Week 5 Discussion Notes

CS61C Spring 1999

Section 23 TA: Gek Siong Low (cs61c-tb)

Week 5 Discussion notes

Floating Point Representation

I think many people were confused during the last lecture, so I hope to try to explain this topic in plain English so that you'll get at least the basics right.

Some Basics

A real number consists of an integer part and a fractional part. We've studied the integer. part in some detail when we did two's complement. Now we'll deal with representing the fractional part of the number.

Recall that in decimal notation we can write:
e.g. 12.34 = 1x10^1 + 2x10^0 + 3x10^(-1) + 4x10^(-2)

When we use base 2 (or any other base), the principle is the same:
e.g. 11.101 (base 2) = 1x2^1 + 1x2^0 + 1x2^(-1) + 0x2^(-2) + 1x2^(-3) = 3.625

Normalization/Scientific Notation

Normalized form is when you have only one digit to the left of the decimal/binary point.
Decimal exampe: 12.34 = 1.234 x 10^1
Binary example: 11.101 = 1.1101 x 2^1

For any base, when we shift the decimal/binary point to the left by one position, we increase the exponent of the base by one, and when we shift it to the right by one, we decrease the exponent by one.

Note that in scientific notation we don't have a unique normalized form for zero. As we will see later, we'll need a special representation for zero in our floating point representation scheme.

Converting fractional part to binary

Method 1: The 'trial and error' way
Just find the largest power of two less than the fraction, subtract and repeat. This method works for integers too. But then it's not easy to subtract fractions when you don't have a calculator around.

Method 2: This is best illustrated with an example. Suppose we want to represent 12.3 in binary.

12 = 1100 (base 2)

remainder     remainder x 2    leading digit
  0.3             0.6               0
  0.6             1.2               1          <-+
  0.2             0.4               0            |  this sequence   
  0.4             0.8               0            |  repeats
  0.8             1.6               1          <-+
  0.6

We stop here because we get 0.6 again and continuing will simply repreat the sequence. Thus, 0.3 is 0.0100110011001..... in binary. The final result is therefore 12.3 = 1100.0100110011001.... An important observation here is that what can be represented in base 10 with finite digits may often require infinite digits to represent in binary (i.e. infinite precision), and vice versa. We'll see this again later.

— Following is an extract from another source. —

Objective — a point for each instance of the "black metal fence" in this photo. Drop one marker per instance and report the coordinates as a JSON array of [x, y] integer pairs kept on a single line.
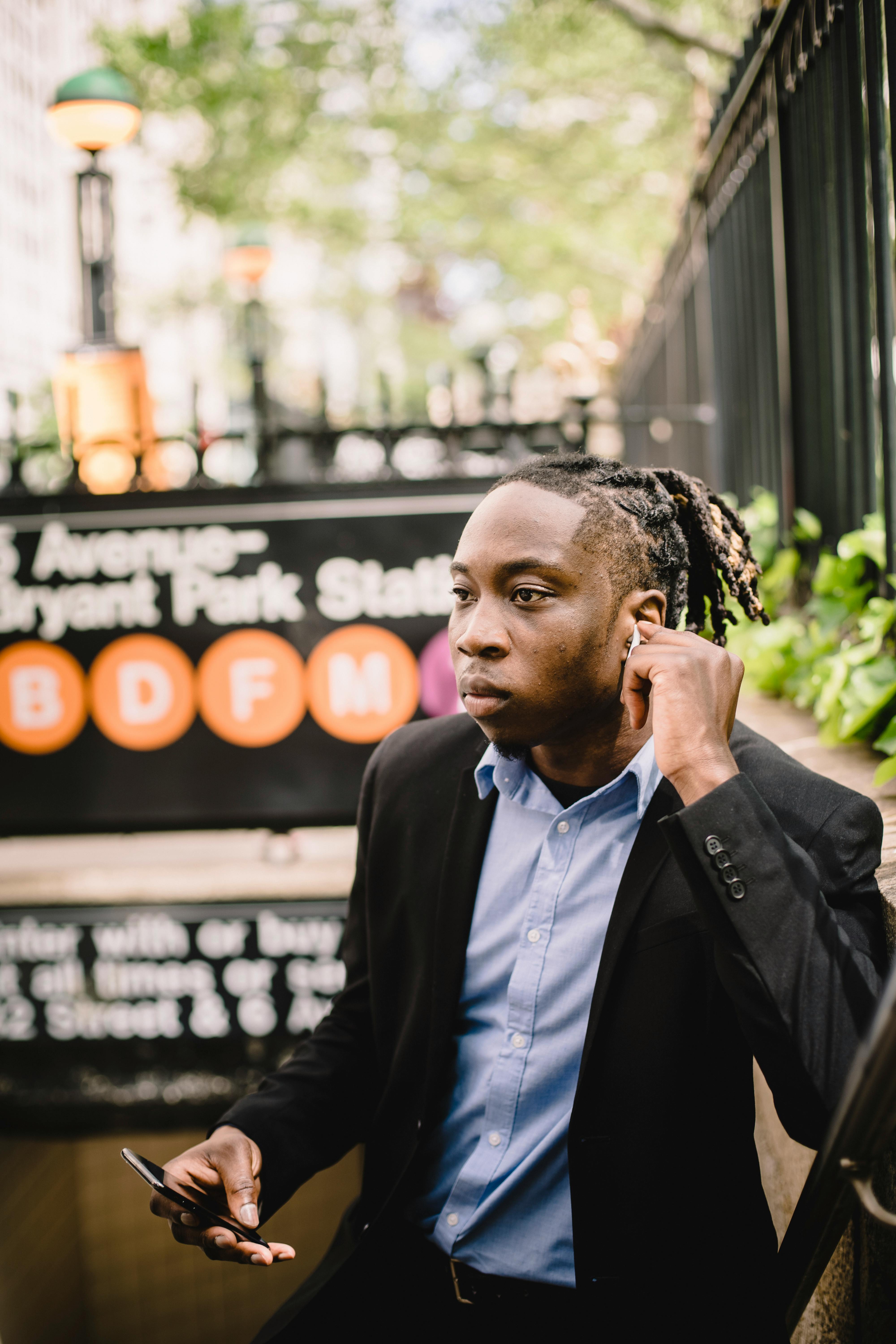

The IEEE floating point representation

The IEEE representation is a floating point representation. What it means is simply that you can move the binary point around, with appropriate changes to the exponent. Compare this with fixed point representation where the number of digits after the binary point is fixed. In floating point representation, we trade off fraction precision for the ability to represent very large numbers. The larger the number, the less digits you have left to represent the fraction (after denormalization, that is). Floating point also allows us to represent very small numbers with a higher precision.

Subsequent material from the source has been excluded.